Venons-en à l’essentiel. Le cas est vite décortiqué :
• Il y a 856 mots dans cet article pour nous démontrer que l’Amérique ne peut plus être le gendarme du monde.
• Il y a 11 mots pour conclure des 856 précédents que le gendarme du monde ne peut être qu’américain («Et aujourd'hui, que cela nous plaise ou non, il est américain.»).
Le sophisme s’énonce ainsi, dans un ordre dispersé : il faut un gendarme au monde, l’Amérique ne peut plus être ce gendarme puisque sa force est partout contestée sinon battue, donc le gendarme du monde ne peut être que l'Amérique. (Avec quelques sophismes délicieux à l’intérieur du Grand Sophisme : « …les États-Unis sont la seule puissance membre permanent du Conseil de sécurité à disposer d'une armée moderne crédible, capable d'être projetée rapidement sur n'importe quel point du globe.
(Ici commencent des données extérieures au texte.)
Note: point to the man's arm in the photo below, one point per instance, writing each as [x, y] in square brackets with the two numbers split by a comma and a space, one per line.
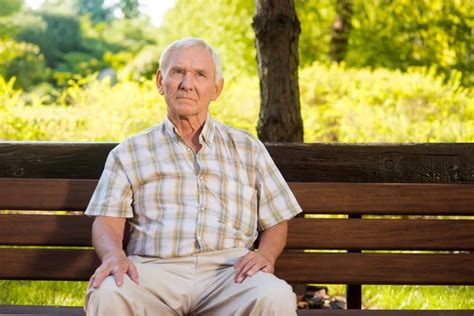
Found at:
[107, 237]
[272, 242]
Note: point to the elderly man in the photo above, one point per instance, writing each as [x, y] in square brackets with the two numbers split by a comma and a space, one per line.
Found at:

Le problème est que cette force ne fait plus aujourd'hui vraiment peur.» Qu’est-ce donc qu’une “armée crédible” qui “ne fait plus vraiment peur”? A quoi servent les mots si ce mot et cette expression — “crédible” et “ne plus faire peur” — sont disposés comme s’ils s’équivalaient? Est-il encore bien utile de penser?)
Cet article auquel nous nous arrêtons en est un bon exemple mais il n’est nullement un accident ni une exception. La pratique est systématique, et encore plus dans les canaux officiels. On la trouve dans des articles, dans des rapports, dans les discours, dans les talking point des ministres et Commissaires (européens et spécialistes du genre). Description des conditions apocalyptiques de la situation, perspectives effrayantes et bloquées, impossibilité de trouver des solutions dans les conditions actuelles selon les moyens dont nous disposons, constat des échecs successifs que nous subissons et dont nous faisons subir les conséquences aux autres, — et, conclusion : nous avons raison, nos valeurs et nos actes sont justes et bons, continuons dans cette voie.
Il s’agit d’un viol systématique de la logique. Le processus de la logique, cet enchaînement rationnel des faits permettant d’offrir une conclusion qui s’accorde à eux, est brisé, perverti, par l’intrusion de l’obligation de vertu. Quels que soient les faits, la conclusion est dite d’avance.
Les communistes avaient au moins l’esprit de travestir ou d’inventer les faits, ce qui sauvegardait la logique : on déroulait des faits inventés et la conclusion s’accordait au raisonnement. Nous avons inventé un cas différent. La vertu nous interdit de travestir les faits et nous oblige à une conclusion inverse à ce qu’ils nous disent. La sauvegarde, on le sait, c’est pour certains le virtualisme : un processus psychologique agissant comme un tamis consistant, non à inventer des faits (mensonge de propagande) mais à sélectionner ceux qui existent, éventuellement en les interprétant ou les forçant un peu, de façon à inventer un raisonnement qui s’accorde à la conclusion imposée. Tout cela se fait sans la moindre conscience d’être faussaire. (C’est la caractéristique du virtualisme : attaquant l’outil de la pensée — la psychologie — là où le niveau de conscience est inexistant, il offre un mécanisme inconscient de tromperie qui produira le jugement qui importe. Le mécanisme de la pensée est faussaire, pas la pensée elle-même. La conscience reste pure de tout soupçon de mensonge qu’elle pourrait s’adresser à elle-même.)
La différence pratique entre les communistes et nous est que, dans leur cas, il était plus facile de prendre conscience de la tromperie puisque la tromperie était consciente au départ. (Chez les purs, elle s’appuyait sur la conviction de la justesse du communisme à établir demain ; cela justifiait qu’on faussât la réalité d’aujourd’hui qui n’était pas communiste.) Dans notre cas, le piège est redoutable. Notre vertu n’est pas, comme chez les communistes et leurs “lendemains qui chantent”, pour demain ; elle existe aujourd’hui ; nous ne pouvons l’hypothéquer, il nous faut l’adouber dans le présent, à chaque minute, dans chaque texte. Cette idole est exigeante. Elle risque à chaque instant, et chaque instant de plus en plus à mesure que les faits sont plus exigeants du contraire que ce que nous disons, de menacer notre équilibre mental. Même le virtualisme commence à craquer sous la puissance des faits, sous la pression de la réalité.
Le viol de la logique, c’est une attaque directe contre la raison. Cela s’appelle la folie. C’est ce qui guette l’Occident.